Pour l'instant, les clientes et clients restent fidèles. «En Suisse, la fidélité à la marque Swiss et à sa propre compagnie aérienne est bien plus grande que dans d'autres pays», affirme Gerald Wissel. Mais pour combien de temps encore? «Swiss doit faire attention», déclare Stefan Eiselin. «Un bon service est un élément central pour Swiss.» La concurrence du Proche et de l'Extrême-Orient est régulièrement en tête des classements des compagnies aériennes, alors que Swiss est largement à la traîne.
Carsten Spohr admet des problèmes de qualité
Karsten Benz, professeur de gestion du trafic aérien, renchérit: «Depuis le Covid, Swiss est confrontée à des problèmes de service.» Logiquement, dans ce secteur, il y a toujours des problèmes. «Mais c'est justement en cas de retards ou d'espaces aériens surchargés que le 'moment de vérité' arrive pour qualifier un bon service, pour une aide à la recherche de bagages, pour des informations directes sur les vols de correspondance sur le téléphone portable ou encore pour une aide au remboursement des frais.» Mais il est toujours vrai qu'en cas de retard, un groupe de personnes se retrouve autour du guichet de service et doit quémander des informations.
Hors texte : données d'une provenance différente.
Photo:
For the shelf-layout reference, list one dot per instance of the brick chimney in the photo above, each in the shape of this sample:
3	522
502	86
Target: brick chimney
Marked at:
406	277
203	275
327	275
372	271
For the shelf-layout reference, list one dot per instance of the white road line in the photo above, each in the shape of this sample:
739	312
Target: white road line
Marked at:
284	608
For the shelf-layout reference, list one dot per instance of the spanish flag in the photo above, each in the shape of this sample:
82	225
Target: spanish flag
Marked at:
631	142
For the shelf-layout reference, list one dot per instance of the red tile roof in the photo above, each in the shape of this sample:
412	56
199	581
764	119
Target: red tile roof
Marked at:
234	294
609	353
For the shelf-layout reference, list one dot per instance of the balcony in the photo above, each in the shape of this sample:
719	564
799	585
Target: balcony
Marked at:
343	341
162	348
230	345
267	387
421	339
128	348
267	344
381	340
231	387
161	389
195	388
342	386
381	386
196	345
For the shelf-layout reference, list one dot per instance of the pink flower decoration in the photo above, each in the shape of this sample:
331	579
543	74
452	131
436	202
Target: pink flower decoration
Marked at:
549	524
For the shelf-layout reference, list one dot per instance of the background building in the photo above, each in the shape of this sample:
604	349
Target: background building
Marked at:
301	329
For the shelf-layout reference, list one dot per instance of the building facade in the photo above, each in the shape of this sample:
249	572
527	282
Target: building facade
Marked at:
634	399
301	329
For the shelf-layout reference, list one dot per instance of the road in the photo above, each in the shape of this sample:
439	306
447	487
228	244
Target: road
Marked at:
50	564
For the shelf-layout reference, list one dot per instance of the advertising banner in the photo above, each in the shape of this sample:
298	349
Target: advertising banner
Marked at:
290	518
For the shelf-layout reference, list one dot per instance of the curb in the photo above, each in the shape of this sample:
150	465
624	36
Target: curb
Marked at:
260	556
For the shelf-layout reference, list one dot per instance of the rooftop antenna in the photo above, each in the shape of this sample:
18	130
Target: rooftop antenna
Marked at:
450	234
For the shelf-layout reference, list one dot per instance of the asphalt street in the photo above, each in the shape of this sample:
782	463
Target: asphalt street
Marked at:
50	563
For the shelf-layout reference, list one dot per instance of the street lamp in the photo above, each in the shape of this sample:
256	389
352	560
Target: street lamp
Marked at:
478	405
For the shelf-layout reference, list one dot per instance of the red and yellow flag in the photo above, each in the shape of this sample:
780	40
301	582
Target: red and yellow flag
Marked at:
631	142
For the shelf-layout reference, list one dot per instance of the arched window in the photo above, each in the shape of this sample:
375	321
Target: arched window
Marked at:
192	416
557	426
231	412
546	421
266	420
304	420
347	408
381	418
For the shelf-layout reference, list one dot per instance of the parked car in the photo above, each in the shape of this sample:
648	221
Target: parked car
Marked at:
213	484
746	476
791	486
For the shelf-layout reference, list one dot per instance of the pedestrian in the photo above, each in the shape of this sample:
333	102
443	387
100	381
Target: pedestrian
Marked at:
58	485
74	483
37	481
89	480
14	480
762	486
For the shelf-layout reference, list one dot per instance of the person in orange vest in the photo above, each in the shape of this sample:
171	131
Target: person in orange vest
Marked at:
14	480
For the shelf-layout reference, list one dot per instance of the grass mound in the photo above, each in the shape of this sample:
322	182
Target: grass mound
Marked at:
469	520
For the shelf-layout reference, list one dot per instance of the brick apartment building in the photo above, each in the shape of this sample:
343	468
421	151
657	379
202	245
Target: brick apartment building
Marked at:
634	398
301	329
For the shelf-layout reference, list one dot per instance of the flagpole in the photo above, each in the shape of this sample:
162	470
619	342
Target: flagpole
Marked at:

Pourtant, il existe depuis longtemps des solutions numériques.
«Nous ne sommes pas encore en mesure de fournir la qualité premium que les clients exigent de nous», a avoué Carsten Spohr à St-Gall. Pour ensuite énumérer une longue liste de raisons qui en sont la cause: «Nous manquons de personnel dans les aéroports, de personnel dans les compagnies aériennes, de pièces de rechange, d'avions, de moteurs…»
Seules les décisions douteuses de la direction n'en font pas partie. Par exemple une vague de licenciements sans précédent à l'époque du Covid-19: 30'000 collaborateurs ont été licenciés dans l'ensemble du groupe, dont 1000 rien que chez Swiss. Aujourd'hui, alors que la demande est si forte, ces collaborateurs font défaut. Et le nouveau personnel ne peut pas être formé et intégré aussi rapidement.
Jens Fehlinger, le nouveau CEO de Swiss en poste depuis octobre, a du pain sur la planche.